Gobernar es un reto, administrar los recursos y hacer que alcancen forma parte de la personalidad y profesionalismo de los expertos, por eso es loable que en esta administración en lugar de estar llorando como lo hace De los Santos, se haya enfocado a sacar el barco del pantano en que quedó varado.
En la primera semana de octubre, el secretario de Hacienda advirtió a los ediles y alcaldesas a “proteger los recursos que les son etiquetados para el pago de la nómina de su base trabajadora, además de evitar el subejercicio para no caer en complicaciones que les puede derivar en sanciones”.

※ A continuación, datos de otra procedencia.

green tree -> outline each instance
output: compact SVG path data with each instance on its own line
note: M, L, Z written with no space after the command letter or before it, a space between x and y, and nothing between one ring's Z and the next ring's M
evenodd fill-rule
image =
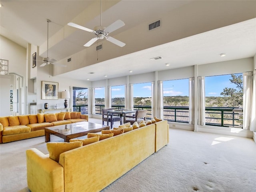
M220 94L228 97L227 104L230 107L240 107L243 106L243 79L242 74L232 74L231 83L236 85L236 89L225 88Z

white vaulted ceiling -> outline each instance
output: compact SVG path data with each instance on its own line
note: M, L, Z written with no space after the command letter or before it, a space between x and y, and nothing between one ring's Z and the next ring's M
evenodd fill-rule
M46 19L52 21L49 57L62 64L69 57L72 60L65 68L54 67L60 76L95 81L129 75L131 70L140 74L250 57L256 52L256 1L102 1L102 25L118 19L125 24L110 34L126 43L123 48L105 40L86 48L95 35L67 25L100 25L99 1L0 2L1 35L25 48L28 43L39 46L42 57ZM148 24L159 19L161 26L149 32ZM102 43L103 49L96 52ZM222 52L226 57L220 57ZM158 56L163 59L149 60Z

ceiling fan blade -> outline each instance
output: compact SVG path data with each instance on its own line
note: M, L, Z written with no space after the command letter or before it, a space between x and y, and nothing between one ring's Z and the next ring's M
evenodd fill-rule
M125 25L125 24L124 24L124 22L120 20L118 20L113 23L109 26L106 27L105 30L108 33L110 33L115 30L119 29L123 26L124 26Z
M92 38L90 41L84 44L84 46L85 47L90 47L98 39L98 37L94 37L94 38Z
M58 66L60 66L61 67L66 67L67 66L66 65L63 65L62 64L60 64L60 63L52 63L52 64L53 65L58 65Z
M44 63L42 64L41 65L40 65L40 67L43 67L44 66L45 66L47 64L46 63Z
M112 43L114 43L114 44L116 44L116 45L118 45L118 46L123 47L125 45L125 43L122 42L121 41L118 40L116 39L115 39L112 37L107 37L106 38L106 39L108 41L110 41Z
M72 27L75 27L76 28L77 28L78 29L82 29L82 30L86 31L88 32L91 32L91 33L94 33L95 32L95 31L94 31L94 30L88 29L88 28L83 27L82 26L78 25L77 24L76 24L75 23L68 23L68 25L69 25L69 26L71 26Z

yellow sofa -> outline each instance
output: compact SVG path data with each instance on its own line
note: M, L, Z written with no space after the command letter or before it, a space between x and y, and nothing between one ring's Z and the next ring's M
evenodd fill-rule
M0 143L44 135L44 128L81 121L88 116L80 112L0 117Z
M100 191L169 142L161 121L60 154L59 163L35 148L26 151L32 192Z

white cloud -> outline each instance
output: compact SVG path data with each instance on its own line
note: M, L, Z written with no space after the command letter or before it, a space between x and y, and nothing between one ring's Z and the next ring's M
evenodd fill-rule
M164 94L167 94L169 95L167 96L178 96L178 95L180 95L182 93L182 92L180 91L164 91Z

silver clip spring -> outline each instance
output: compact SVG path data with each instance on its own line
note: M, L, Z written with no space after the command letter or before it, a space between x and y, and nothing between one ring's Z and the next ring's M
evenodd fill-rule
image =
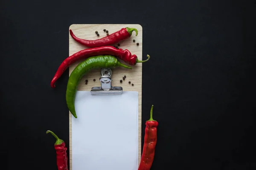
M108 94L122 94L122 87L112 87L111 85L112 71L110 68L102 68L101 71L101 77L99 81L101 87L92 88L91 94L92 95L102 95Z

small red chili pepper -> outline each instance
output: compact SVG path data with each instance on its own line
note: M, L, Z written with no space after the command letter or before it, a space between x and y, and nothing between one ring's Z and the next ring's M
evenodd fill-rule
M47 133L50 133L56 138L54 147L57 154L57 165L58 170L68 170L67 168L67 147L63 140L60 139L53 132L47 130Z
M81 59L102 55L110 55L116 56L132 65L135 65L137 62L145 62L149 60L150 58L150 56L148 55L147 57L148 58L146 60L140 61L138 60L137 56L135 54L132 55L129 50L123 50L122 48L116 49L112 46L105 46L85 49L75 53L64 60L59 67L51 82L51 87L52 88L55 87L55 82L71 64Z
M150 119L145 123L143 151L138 170L149 170L154 160L158 122L153 119L153 106L152 105L150 110Z
M70 30L70 33L72 38L80 44L89 47L97 47L109 45L126 39L131 36L134 31L136 32L136 36L137 36L138 30L137 29L126 27L122 28L108 36L95 40L87 40L78 38L76 37L71 29Z

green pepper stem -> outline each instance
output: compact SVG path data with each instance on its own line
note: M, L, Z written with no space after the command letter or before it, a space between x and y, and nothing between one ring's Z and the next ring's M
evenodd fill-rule
M138 35L138 30L137 30L137 29L128 27L126 27L126 28L127 30L127 32L128 32L129 34L130 34L130 36L132 34L132 31L135 31L136 32L136 36Z
M130 67L128 65L126 65L125 64L123 64L122 63L120 62L118 62L118 65L120 66L120 67L122 67L124 68L130 68L130 69L133 69L133 68L131 67Z
M53 132L52 132L51 130L47 130L46 131L47 134L49 133L51 133L53 136L54 136L55 137L55 138L56 138L56 142L55 142L55 144L55 144L55 145L60 144L64 142L64 141L63 140L61 140L60 139L59 139L57 136L57 135L56 135L55 134L55 133L54 133Z
M149 56L149 55L148 54L147 54L147 57L148 57L148 59L147 60L138 60L138 58L136 59L136 62L146 62L147 61L148 61L149 59L150 58L150 56Z
M149 120L148 120L148 121L155 121L154 119L153 119L153 108L154 107L154 105L152 105L151 106L151 110L150 110L150 119Z

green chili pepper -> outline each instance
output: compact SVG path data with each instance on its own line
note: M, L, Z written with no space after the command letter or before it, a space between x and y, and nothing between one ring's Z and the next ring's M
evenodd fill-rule
M75 99L76 88L82 77L93 69L113 68L118 66L133 69L132 67L121 63L113 56L101 55L92 57L79 64L73 70L68 79L66 100L67 107L73 116L77 118L75 109Z

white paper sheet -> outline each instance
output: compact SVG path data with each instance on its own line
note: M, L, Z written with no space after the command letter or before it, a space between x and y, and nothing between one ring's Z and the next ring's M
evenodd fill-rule
M138 169L138 92L78 91L72 116L73 170Z

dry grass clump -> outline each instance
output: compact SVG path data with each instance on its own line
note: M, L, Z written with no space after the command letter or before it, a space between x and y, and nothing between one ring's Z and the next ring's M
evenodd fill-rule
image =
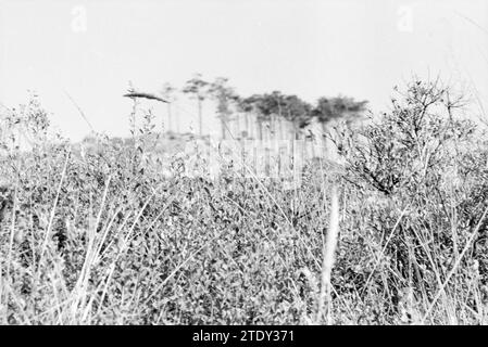
M414 81L295 190L229 163L190 178L176 156L167 175L150 126L54 143L32 103L42 137L3 143L0 321L485 323L488 146L459 103Z

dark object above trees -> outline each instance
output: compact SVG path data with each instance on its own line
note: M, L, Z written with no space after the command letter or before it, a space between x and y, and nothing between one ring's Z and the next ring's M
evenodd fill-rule
M164 100L163 98L160 98L160 97L157 97L157 95L153 95L153 94L149 94L149 93L135 93L134 92L134 93L124 94L124 97L125 98L132 98L132 99L143 98L143 99L158 100L158 101L167 103L167 101Z

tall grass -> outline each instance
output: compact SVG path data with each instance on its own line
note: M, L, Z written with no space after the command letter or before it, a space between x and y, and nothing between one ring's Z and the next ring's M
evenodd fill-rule
M53 142L30 103L9 117L37 119L36 144L1 157L0 321L486 323L488 146L446 92L413 81L341 125L342 164L293 189L225 157L186 176L150 116L132 142Z

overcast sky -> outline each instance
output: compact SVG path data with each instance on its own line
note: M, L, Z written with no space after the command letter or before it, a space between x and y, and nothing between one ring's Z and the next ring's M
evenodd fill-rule
M342 93L374 110L412 74L440 74L486 103L488 1L0 0L0 102L35 90L74 140L89 127L66 92L98 131L124 136L129 80L157 92L195 73L228 77L242 95ZM196 128L193 103L178 116ZM204 116L218 132L210 107Z

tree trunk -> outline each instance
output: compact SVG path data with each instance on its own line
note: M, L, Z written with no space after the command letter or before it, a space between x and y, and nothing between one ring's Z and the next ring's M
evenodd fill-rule
M226 131L225 131L225 118L224 114L221 114L221 131L222 131L222 139L226 140Z
M172 119L171 119L171 103L167 103L167 129L166 132L172 131Z
M263 121L258 119L258 139L263 140Z

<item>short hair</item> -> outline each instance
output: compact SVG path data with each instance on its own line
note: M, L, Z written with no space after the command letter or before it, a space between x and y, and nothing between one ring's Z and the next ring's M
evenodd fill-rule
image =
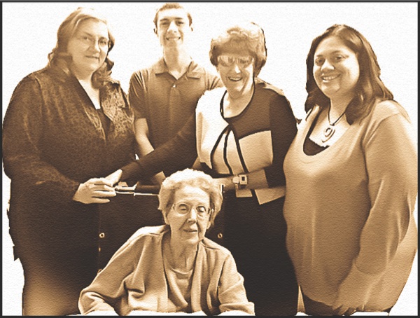
M167 2L159 8L156 11L156 14L155 14L155 18L153 19L153 23L155 24L155 27L158 28L158 16L159 15L159 13L164 11L165 10L169 9L183 9L187 13L187 16L188 17L188 21L190 21L190 25L192 24L192 17L188 11L186 10L186 8L179 4L178 2Z
M67 74L71 73L69 63L71 61L71 56L67 53L69 41L77 31L80 24L83 21L90 19L100 21L106 25L109 37L108 53L112 50L115 41L106 19L92 8L78 8L63 21L58 28L57 44L48 54L48 67L58 67ZM93 74L92 84L94 87L99 88L106 81L111 80L111 69L113 64L113 62L109 60L107 54L104 64Z
M356 88L356 96L345 111L347 121L351 124L356 119L363 118L369 114L377 98L393 99L393 95L379 77L381 69L368 40L352 27L346 25L334 25L314 39L307 57L306 90L308 96L304 104L307 112L315 105L321 108L328 107L330 105L330 99L319 89L314 78L315 51L321 41L330 36L340 38L356 53L359 64L360 74Z
M162 183L159 191L159 207L164 219L174 204L174 198L176 191L185 186L191 186L204 191L210 198L210 225L214 223L214 219L222 207L222 189L214 179L202 171L187 168L178 171L166 178Z
M217 67L218 57L225 50L246 51L254 59L254 77L267 61L267 47L264 30L254 22L242 22L228 27L210 44L210 62Z

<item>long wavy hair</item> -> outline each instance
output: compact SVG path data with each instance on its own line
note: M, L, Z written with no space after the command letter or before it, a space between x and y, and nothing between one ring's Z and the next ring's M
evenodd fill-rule
M243 22L230 27L210 44L210 62L217 67L217 58L224 50L233 48L247 52L254 58L254 77L259 74L267 61L267 46L264 31L256 23Z
M360 74L356 87L356 96L346 109L349 123L369 114L377 99L393 100L392 92L380 78L381 69L370 43L358 31L345 25L334 25L312 41L307 57L307 83L308 93L304 109L307 112L315 105L328 107L330 99L319 89L314 78L314 57L318 46L329 36L340 38L357 56Z
M70 74L70 64L71 56L67 53L69 41L77 31L78 27L83 21L93 19L105 23L108 27L109 43L108 53L112 50L115 44L115 38L110 30L107 20L94 9L88 8L78 8L69 15L61 24L57 32L57 44L55 48L48 54L48 67L59 68L66 74ZM105 83L111 80L111 69L113 62L109 60L108 54L104 64L94 71L92 76L92 85L95 88L99 88Z

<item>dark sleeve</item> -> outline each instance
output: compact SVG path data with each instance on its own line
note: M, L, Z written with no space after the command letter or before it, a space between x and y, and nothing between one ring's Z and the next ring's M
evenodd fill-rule
M283 170L284 157L293 141L298 127L296 119L288 100L275 95L270 104L270 122L273 147L273 164L265 169L269 187L286 185Z
M144 78L141 71L133 73L130 80L128 99L134 113L134 118L147 118L144 98Z
M4 172L12 181L36 189L39 195L71 200L79 183L42 159L44 108L39 83L26 77L15 89L3 123Z
M174 169L180 164L191 166L197 155L195 114L192 114L174 138L121 168L121 181L150 178L163 170Z

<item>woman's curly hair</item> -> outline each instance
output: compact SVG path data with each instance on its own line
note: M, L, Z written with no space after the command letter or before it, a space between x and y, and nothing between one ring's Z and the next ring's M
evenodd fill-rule
M254 77L267 61L265 36L262 29L254 22L236 24L214 38L210 44L210 62L217 67L218 57L225 52L246 52L254 59Z

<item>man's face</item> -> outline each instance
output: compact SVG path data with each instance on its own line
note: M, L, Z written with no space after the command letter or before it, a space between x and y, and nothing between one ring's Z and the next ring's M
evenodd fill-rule
M184 9L168 9L159 13L155 32L164 48L182 47L192 31Z

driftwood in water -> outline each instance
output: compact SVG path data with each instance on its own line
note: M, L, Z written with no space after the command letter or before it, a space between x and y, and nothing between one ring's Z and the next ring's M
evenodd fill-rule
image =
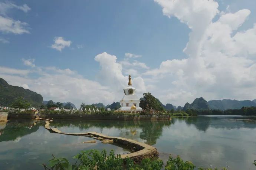
M83 142L79 142L78 143L96 143L96 140L88 140L88 141Z

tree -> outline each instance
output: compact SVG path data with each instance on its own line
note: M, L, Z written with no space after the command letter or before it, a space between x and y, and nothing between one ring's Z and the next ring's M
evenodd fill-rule
M69 103L68 103L64 106L63 108L64 108L65 109L73 109L73 107L71 105L71 104Z
M46 104L46 106L47 106L47 108L50 108L52 107L56 107L56 105L54 104L53 101L52 100L48 101Z
M30 104L29 102L24 100L22 97L19 97L8 106L15 109L28 109L30 106Z
M85 103L84 102L82 102L80 105L80 109L82 109L83 110L84 110L85 109Z
M163 111L164 108L161 106L161 103L158 99L154 97L150 93L144 93L143 98L141 100L140 106L145 110L153 110Z
M45 106L45 105L42 105L40 106L40 109L47 109L47 107L46 107L46 106Z

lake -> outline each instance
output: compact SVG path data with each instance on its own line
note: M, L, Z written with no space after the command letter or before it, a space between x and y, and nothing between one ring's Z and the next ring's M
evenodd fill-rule
M69 133L96 132L134 139L156 147L164 161L170 154L197 166L255 170L256 117L198 116L170 121L55 120L53 127ZM130 151L111 144L79 143L93 139L51 133L42 120L12 119L0 122L1 170L44 169L52 154L72 158L90 149L120 154ZM72 162L71 161L71 162Z

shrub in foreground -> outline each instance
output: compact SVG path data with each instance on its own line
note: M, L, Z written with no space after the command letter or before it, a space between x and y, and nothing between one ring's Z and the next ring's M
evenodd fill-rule
M73 157L76 159L75 163L73 164L70 164L65 158L56 158L53 155L53 158L49 160L49 167L45 164L43 164L45 170L160 170L164 165L163 160L159 159L146 158L142 160L140 164L135 164L131 159L127 158L123 160L120 154L115 155L113 150L108 156L107 156L105 150L101 153L95 150L81 151ZM191 162L184 162L178 156L175 158L170 156L164 166L165 170L192 170L195 168L196 166ZM198 168L198 170L213 169L218 170L217 168ZM222 169L227 170L225 168Z

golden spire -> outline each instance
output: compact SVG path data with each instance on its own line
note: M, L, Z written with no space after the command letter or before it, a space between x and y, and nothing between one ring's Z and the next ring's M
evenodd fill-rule
M129 75L129 82L128 82L128 86L132 86L132 78L131 78L131 75Z

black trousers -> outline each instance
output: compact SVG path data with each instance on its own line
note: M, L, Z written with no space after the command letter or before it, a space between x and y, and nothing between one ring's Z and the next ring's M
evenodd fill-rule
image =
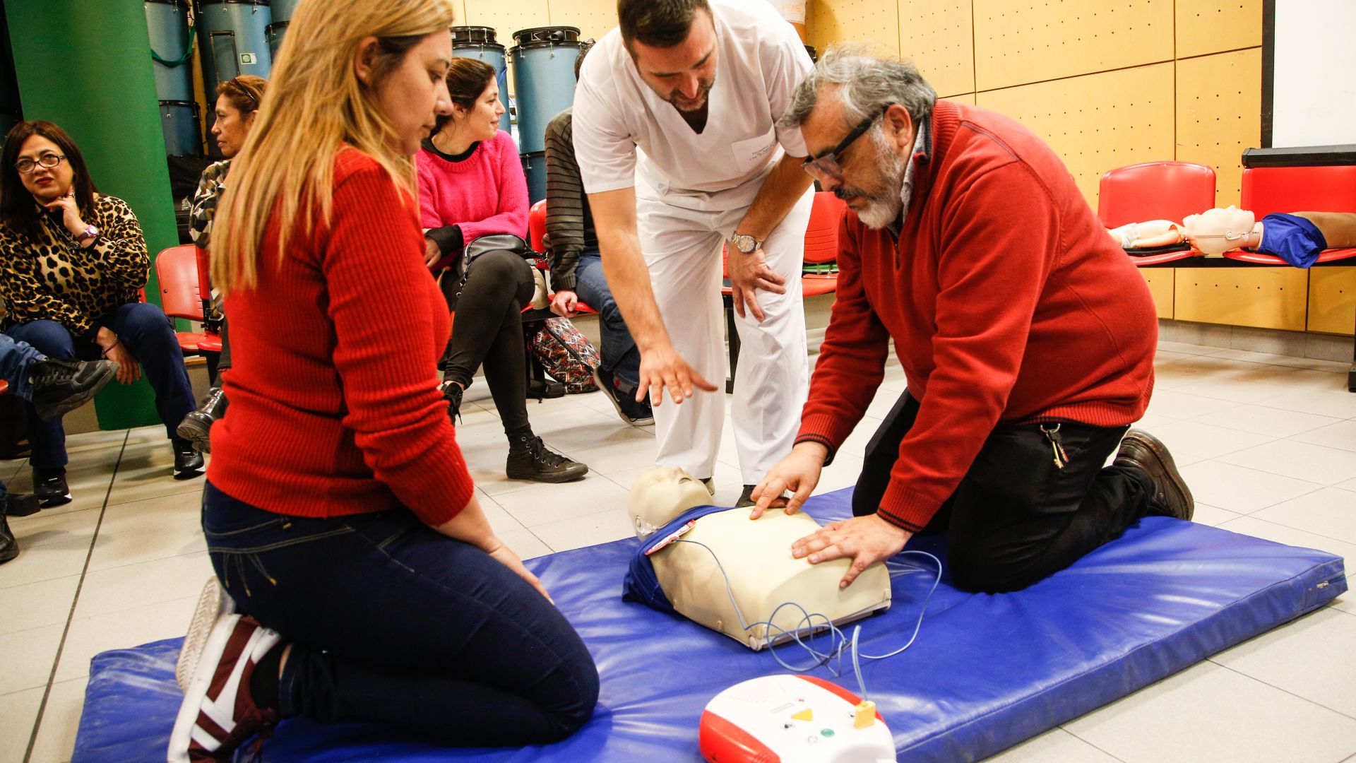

Bien dicen que sobre aviso no hay engaño y el día de mañana cuando les caiga la guillotina no salgan con la batea de babas de que no sabían o de que su tesorero no les informó lo que había que hacer.
Acá no hay de otra, el manejo de los recursos públicos representa una gran responsabilidad, ya que se deben ejercer acorde a los programas y proyectos previamente establecidos. Y replicando las palabras del secretario es “sagrado no fallarle al pueblo y a los mismos trabajadores”. Lo que quiere decir es que están advertidos. La honestidad debe ser el principio ante cualquier movimiento financiero.